Mixins are defined as a way of encouraging reuse of specific slots (properties) while ensuring a clear inheritance chain.

For example, the entity to feature or disease qualifiers class is a mixin that defines slots severity qualifier and onset qualifier. The mixin also inherits the slot frequency qualifier from its parent mixin class frequency qualifier mixin.

The mixin class entity to feature or disease qualifiers is used in the entity to phenotypic feature association class and thus by design the class will have severity qualifier, onset qualifier, and frequency qualifier in addition to all other slots it inherits from its own parent association class.

Note: Even though entity to phenotypic feature association uses the mixin class entity to feature or disease qualifiers that does not mean that entity to phenotypic feature association is a child of entity to feature or disease qualifiers. i.e. Mixins do not contribute to the inheritance hierarchy of the class that uses them.

Slots

In Biolink Model, slots represent properties that a class can have.

A slot is similar to rdf:Property where it can link - an instance of a class to another instance of a class - an instance of a class to a literal/data type

In Biolink Model slots are used to represent - Predicates - Node Properties - Edge Properties

Predicates

Predicates are slots that connect instances of classes.

In a graph formalism, predicates are relationships that link two instances.

In an OWL sense, predicates are similar to owl:ObjectProperty.

For example, a predicate treats can be used to link an instance of class chemical substance with an instance of class disease.

Node Properties

Node properties are slots that an entity class (i.e, a node) can have.

The root of all node properties is node property slot.

In an OWL sense, node properties are similar to owl:DataTypeProperty.

For example, symbol, synonym, and xref are children of the node property slot and they are assigned to the entity class named thing. So all instances of this class can have symbol, synonym, and xref as properties that further describes the instance.

Note: In many cases you may see node properties without the biolink prefix. This is normal since we can assume that if there is a biolink typed node in a graph, with id and name as its properties, then they correspond to biolink:id and biolink:name.
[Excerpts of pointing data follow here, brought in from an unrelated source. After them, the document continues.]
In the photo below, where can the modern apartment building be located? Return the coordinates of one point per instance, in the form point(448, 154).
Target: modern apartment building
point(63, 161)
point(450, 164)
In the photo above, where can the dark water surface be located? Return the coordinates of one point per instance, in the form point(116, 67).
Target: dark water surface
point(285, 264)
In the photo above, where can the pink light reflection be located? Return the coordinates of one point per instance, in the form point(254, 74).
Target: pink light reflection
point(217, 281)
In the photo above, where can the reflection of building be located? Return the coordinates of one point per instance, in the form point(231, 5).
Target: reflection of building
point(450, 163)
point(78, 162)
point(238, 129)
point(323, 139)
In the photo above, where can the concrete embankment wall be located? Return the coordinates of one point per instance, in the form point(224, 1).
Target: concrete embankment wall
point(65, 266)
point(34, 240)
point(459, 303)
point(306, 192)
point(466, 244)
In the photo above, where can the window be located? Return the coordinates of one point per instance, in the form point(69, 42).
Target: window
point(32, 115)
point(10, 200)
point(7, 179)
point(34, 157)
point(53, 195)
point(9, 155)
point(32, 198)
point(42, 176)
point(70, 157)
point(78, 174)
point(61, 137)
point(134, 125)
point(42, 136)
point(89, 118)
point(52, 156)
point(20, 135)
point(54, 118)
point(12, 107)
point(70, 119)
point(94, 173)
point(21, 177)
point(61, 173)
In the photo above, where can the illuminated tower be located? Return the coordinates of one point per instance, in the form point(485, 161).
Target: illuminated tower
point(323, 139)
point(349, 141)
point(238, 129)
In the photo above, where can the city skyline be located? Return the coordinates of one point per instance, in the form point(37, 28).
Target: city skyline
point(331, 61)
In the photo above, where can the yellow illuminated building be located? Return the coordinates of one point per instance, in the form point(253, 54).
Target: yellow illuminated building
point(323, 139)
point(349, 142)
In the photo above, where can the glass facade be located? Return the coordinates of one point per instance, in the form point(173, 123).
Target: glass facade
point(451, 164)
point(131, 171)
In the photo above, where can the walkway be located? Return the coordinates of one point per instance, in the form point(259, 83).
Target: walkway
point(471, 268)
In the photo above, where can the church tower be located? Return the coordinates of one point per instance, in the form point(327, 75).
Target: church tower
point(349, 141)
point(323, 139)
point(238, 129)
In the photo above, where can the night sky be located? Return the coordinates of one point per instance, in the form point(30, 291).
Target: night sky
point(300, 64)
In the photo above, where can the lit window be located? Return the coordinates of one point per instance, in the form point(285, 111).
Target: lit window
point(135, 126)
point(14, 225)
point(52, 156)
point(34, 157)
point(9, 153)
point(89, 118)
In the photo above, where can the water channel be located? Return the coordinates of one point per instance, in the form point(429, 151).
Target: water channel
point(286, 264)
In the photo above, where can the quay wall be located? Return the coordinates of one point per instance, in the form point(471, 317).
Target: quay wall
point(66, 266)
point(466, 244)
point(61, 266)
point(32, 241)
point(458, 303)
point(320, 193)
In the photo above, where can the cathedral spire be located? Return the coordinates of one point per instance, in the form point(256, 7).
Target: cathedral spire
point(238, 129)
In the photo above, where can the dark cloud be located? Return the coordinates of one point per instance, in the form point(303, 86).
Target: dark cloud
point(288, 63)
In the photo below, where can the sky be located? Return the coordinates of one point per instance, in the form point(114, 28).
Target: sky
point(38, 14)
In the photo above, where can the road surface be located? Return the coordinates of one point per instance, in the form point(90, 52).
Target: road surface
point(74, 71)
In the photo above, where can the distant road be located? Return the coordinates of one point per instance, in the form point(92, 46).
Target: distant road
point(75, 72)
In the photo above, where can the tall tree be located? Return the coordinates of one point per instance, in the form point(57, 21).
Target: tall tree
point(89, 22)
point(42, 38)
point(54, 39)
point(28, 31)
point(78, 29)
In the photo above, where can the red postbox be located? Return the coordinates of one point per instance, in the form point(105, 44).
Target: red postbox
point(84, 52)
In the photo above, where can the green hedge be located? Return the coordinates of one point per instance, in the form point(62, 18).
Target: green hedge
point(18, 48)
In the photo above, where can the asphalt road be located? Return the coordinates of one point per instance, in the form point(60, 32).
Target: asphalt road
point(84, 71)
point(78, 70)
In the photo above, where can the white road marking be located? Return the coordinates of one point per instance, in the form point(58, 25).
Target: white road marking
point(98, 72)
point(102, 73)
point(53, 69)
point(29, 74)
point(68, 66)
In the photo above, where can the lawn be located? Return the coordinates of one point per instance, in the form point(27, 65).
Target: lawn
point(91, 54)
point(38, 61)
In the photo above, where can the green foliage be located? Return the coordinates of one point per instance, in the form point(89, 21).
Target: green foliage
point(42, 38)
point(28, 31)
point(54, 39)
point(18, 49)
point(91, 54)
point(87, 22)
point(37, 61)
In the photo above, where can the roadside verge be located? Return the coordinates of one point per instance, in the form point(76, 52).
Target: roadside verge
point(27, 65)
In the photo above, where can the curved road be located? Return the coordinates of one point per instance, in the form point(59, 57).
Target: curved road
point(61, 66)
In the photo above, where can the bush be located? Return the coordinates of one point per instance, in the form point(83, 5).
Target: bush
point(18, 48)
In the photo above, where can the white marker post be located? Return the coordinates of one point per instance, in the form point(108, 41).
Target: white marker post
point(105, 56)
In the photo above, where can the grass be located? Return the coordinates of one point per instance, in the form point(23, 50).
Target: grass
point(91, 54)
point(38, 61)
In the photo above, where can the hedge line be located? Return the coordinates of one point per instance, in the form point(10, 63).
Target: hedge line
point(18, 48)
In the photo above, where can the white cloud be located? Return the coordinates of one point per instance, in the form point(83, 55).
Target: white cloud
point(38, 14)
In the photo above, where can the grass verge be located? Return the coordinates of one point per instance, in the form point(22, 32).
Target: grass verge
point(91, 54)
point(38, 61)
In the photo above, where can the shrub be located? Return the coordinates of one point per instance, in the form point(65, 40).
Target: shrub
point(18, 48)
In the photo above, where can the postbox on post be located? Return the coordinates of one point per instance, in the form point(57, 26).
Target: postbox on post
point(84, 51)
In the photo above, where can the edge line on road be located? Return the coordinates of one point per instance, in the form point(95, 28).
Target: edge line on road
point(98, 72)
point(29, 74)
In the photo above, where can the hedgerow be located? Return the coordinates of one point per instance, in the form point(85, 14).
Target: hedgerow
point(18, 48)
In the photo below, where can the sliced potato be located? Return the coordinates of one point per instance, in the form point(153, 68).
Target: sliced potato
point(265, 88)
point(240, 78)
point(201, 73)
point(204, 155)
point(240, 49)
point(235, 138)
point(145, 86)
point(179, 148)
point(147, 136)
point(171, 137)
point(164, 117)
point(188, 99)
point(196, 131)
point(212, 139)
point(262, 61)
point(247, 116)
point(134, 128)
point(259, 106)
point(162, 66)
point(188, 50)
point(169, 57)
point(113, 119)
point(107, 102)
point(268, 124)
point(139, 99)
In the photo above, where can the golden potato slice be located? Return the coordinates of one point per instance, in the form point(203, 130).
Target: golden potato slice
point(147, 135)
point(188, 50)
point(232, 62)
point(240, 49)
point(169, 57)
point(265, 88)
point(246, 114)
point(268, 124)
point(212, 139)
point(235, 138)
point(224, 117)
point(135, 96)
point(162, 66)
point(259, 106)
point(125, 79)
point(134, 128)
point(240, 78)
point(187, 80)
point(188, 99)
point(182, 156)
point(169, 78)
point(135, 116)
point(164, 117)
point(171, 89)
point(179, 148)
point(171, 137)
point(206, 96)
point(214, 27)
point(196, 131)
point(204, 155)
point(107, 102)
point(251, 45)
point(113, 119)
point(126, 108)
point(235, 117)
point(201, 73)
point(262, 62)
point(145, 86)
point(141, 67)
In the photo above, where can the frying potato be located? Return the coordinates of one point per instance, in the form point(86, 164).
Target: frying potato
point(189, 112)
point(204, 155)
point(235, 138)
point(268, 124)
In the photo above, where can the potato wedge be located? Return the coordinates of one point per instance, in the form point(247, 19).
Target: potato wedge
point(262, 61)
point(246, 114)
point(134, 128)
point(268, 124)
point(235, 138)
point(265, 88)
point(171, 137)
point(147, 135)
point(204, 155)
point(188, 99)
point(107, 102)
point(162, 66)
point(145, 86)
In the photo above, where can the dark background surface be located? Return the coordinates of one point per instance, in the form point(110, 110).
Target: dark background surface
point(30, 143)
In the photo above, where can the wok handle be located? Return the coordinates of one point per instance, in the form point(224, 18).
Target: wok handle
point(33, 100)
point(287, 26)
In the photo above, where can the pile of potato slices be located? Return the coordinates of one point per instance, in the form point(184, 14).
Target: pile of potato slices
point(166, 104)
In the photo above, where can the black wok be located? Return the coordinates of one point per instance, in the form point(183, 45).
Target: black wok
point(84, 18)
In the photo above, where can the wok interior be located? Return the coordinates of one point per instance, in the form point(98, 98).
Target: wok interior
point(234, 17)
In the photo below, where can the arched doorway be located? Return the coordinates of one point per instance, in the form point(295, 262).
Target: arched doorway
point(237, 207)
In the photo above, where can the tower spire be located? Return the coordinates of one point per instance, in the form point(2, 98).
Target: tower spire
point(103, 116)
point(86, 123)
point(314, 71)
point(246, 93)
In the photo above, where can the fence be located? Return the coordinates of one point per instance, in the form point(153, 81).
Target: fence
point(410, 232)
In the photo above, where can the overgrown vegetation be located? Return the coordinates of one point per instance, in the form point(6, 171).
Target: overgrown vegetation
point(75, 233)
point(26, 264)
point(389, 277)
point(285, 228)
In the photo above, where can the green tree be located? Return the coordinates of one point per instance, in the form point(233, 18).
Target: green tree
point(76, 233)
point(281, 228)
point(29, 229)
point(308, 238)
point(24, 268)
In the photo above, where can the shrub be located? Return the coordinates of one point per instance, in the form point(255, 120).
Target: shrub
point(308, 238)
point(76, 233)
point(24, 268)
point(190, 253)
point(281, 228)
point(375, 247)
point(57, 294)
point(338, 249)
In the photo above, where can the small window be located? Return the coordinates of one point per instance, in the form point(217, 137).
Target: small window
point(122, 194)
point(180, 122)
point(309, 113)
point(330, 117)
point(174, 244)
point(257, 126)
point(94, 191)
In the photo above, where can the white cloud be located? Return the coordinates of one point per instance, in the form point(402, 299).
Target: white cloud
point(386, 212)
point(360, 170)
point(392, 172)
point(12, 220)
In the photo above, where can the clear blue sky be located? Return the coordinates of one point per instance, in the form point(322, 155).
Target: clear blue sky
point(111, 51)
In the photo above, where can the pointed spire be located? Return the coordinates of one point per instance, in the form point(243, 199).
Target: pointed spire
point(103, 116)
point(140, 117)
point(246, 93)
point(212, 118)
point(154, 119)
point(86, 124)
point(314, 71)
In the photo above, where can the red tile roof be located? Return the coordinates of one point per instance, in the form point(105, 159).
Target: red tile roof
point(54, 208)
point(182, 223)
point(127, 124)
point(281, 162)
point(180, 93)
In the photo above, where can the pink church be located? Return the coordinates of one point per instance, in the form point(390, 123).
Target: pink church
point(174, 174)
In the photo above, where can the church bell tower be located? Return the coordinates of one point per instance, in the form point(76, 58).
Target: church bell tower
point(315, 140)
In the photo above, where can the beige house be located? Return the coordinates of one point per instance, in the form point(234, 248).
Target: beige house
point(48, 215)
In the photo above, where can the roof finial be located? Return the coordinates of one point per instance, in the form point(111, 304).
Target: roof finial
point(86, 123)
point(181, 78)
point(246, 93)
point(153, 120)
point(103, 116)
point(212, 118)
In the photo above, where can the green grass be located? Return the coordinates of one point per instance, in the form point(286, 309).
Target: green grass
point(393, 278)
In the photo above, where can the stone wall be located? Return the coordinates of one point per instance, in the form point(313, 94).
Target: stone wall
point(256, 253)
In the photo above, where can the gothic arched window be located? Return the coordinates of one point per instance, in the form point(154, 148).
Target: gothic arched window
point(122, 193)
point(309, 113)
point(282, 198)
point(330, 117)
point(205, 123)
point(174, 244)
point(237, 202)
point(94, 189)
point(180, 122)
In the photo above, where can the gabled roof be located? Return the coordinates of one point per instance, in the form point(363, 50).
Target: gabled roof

But to be sure of the semantics it is advised to use the full CURIE to represent property names in your graph.

Edge Properties

Edge properties are slots that an association class (i.e., an edge) can have.

The root of all edge properties is association slot slot.

In an OWL sense, edge properties are similar to owl:DataTypeProperty.

For example, subject, predicate, and object are children of the association_slot slot and they are assigned to association class association. So all instances of this class can have subject, predicate, and object as its properties that further describes the instance.

Note: In many cases you may see edge properties without the biolink prefix. This is normal since we can assume that if there is a biolink typed edge in a graph with subject, predicate, and object as its properties then they correspond to biolink:subject, biolink:predicate, and biolink:object, respectively. But to be sure of the semantics it is advised to use the full CURIE to represent property names in your graph.

Types

linkML provides a handful of inbuilt data types. But you can also define custom data types using the modeling language.

In Biolink Model we have several data types.

Data types do not have any inheritance and thus are not arranged in any hierarchy.

For example, iri type is a type defined in the Biolink Model where the value space is constrained to uriorcurie.

Note: uriorcurie is an inbuilt data type provided by linkML where the value space is constrained to either a URI or a CURIE representation.